Cobramos más altura. Mi piloto se vuelve entonces a medias, y me indica con la mano que vamos a hacer la vrille. Asiento gustoso, y de pronto, al mismo tiempo que dejo de oír el ronquido del motor, me siento caer a tierra y veo la cabeza de mi piloto a mis pies.
¿Qué más? No sé; seguramente he cerrado los ojos, porque momentos después veo de nuevo -y con sumo agrado- las alas inmensas y casi negras por la dureza de la luz, delante de mí. Volvemos a ganar altura y repetimos la vrille. Abro bien los ojos, y a tiempo que vuelve a mi mente el ademán de taladro hecho con el dedo por el piloto, se hace el silencio y caigo de cabeza.
Pero esta vez he sentido lo que centenares de aviadores en la misma posición que yo, y que hoy están muertos. Y, sobre todo, he visto. He visto las alas y los alambres tensores arriba y abajo, y en los intervalos, cortado por los aletazos, el panorama terrestre, a la derecha, a la izquierda y arriba de mi cabeza. Hemos caído 300 metros taladrando el cielo, con el motor mudo y los alambres zumbando. Y este zumbido de inmenso pájaro que corta el aire, nos ha acompañado luego hasta el hangar, pues deteniendo el motor a seiscientos metros de altura, bajamos en vuelo planeado, con un pique final que equivale a medio looping.
La vrille es, pues, una cosa agradable, por lo menos cuando se la ejecuta en compañía del señor Lawrence León, cuya maestría de piloto inspira -y ya antes de ascender, que es lo edificante- una confianza absoluta.
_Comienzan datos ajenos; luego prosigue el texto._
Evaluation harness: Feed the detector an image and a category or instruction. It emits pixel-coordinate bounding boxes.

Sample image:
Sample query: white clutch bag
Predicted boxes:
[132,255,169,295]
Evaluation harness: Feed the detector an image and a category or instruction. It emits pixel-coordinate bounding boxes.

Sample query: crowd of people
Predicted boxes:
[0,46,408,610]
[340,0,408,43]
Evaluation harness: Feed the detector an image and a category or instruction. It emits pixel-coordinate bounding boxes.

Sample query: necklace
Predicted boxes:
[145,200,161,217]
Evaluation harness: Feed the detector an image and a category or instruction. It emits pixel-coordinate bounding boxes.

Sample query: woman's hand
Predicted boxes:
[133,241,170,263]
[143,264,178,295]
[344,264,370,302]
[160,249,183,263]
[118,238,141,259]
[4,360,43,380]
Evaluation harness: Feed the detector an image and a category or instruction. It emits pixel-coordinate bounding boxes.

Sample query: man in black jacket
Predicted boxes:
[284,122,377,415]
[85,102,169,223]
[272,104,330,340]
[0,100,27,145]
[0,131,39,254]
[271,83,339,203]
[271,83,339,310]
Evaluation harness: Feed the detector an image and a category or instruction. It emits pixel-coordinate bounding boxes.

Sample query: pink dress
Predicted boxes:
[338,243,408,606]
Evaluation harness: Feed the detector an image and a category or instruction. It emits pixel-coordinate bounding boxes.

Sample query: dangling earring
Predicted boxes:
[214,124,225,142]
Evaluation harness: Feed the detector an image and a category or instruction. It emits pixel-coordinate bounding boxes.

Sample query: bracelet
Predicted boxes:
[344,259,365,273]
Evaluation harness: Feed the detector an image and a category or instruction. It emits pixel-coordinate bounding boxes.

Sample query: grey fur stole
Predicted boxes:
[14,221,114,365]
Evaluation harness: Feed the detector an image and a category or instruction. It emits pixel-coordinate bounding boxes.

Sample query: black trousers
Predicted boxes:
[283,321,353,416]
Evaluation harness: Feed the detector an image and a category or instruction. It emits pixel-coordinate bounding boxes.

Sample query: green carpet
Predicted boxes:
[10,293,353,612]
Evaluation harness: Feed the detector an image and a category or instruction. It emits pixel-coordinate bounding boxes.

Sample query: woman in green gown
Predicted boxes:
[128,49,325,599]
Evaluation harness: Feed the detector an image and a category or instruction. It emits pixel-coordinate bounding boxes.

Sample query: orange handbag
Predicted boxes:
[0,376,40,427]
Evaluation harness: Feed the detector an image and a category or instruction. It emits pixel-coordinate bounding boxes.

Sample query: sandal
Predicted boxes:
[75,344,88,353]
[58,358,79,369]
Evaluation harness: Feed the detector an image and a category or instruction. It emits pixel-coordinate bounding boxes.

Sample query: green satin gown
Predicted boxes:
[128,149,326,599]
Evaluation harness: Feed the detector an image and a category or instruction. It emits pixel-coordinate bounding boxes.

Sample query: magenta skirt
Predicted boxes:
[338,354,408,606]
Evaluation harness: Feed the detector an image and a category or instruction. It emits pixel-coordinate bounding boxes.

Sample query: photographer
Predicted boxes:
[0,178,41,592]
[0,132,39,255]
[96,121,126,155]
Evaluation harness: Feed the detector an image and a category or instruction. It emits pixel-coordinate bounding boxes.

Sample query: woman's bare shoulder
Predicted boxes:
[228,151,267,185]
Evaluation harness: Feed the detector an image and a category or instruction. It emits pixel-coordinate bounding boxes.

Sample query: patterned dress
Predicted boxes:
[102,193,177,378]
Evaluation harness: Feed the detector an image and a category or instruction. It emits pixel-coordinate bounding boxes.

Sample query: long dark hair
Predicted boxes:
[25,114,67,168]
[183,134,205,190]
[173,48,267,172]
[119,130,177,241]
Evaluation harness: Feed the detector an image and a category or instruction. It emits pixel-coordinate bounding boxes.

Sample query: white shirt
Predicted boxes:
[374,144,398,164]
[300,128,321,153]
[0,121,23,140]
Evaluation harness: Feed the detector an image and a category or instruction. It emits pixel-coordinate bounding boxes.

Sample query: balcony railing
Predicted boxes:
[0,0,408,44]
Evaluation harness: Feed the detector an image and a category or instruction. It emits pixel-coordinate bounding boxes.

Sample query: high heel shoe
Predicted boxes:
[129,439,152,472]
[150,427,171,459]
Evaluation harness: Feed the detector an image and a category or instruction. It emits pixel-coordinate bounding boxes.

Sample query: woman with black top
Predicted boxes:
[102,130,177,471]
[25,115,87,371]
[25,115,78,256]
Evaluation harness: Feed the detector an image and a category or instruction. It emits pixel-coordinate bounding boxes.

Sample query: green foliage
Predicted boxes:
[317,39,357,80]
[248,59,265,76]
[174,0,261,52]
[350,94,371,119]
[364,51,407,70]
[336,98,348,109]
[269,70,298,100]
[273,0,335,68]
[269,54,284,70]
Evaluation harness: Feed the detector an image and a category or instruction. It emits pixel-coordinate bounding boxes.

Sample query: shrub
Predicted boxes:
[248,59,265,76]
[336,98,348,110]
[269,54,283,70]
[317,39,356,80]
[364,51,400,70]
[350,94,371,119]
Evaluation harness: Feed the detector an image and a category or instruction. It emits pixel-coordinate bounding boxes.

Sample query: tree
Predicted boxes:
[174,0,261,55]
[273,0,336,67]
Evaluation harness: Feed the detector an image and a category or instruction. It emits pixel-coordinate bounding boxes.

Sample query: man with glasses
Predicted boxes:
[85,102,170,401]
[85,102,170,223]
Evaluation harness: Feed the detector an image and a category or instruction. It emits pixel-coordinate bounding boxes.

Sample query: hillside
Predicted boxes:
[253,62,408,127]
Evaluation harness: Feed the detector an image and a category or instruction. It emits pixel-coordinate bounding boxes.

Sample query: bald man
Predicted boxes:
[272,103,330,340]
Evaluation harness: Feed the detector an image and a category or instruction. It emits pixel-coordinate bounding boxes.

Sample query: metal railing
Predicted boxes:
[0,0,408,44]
Lo que no obsta para que conserve bastante viva la impresión de aquellas tensas y seguras alas que constituían nuestra única verdad, precipitándome al vacío y mostrándome, entre pantallazos de ala girante, un pequeño lugar cualquiera de la tierra, del largo de un hombre bien estirado.
(*) Publicado en Caras y Caretas, Bs. As, nº 1125, 24 de abril de 1920.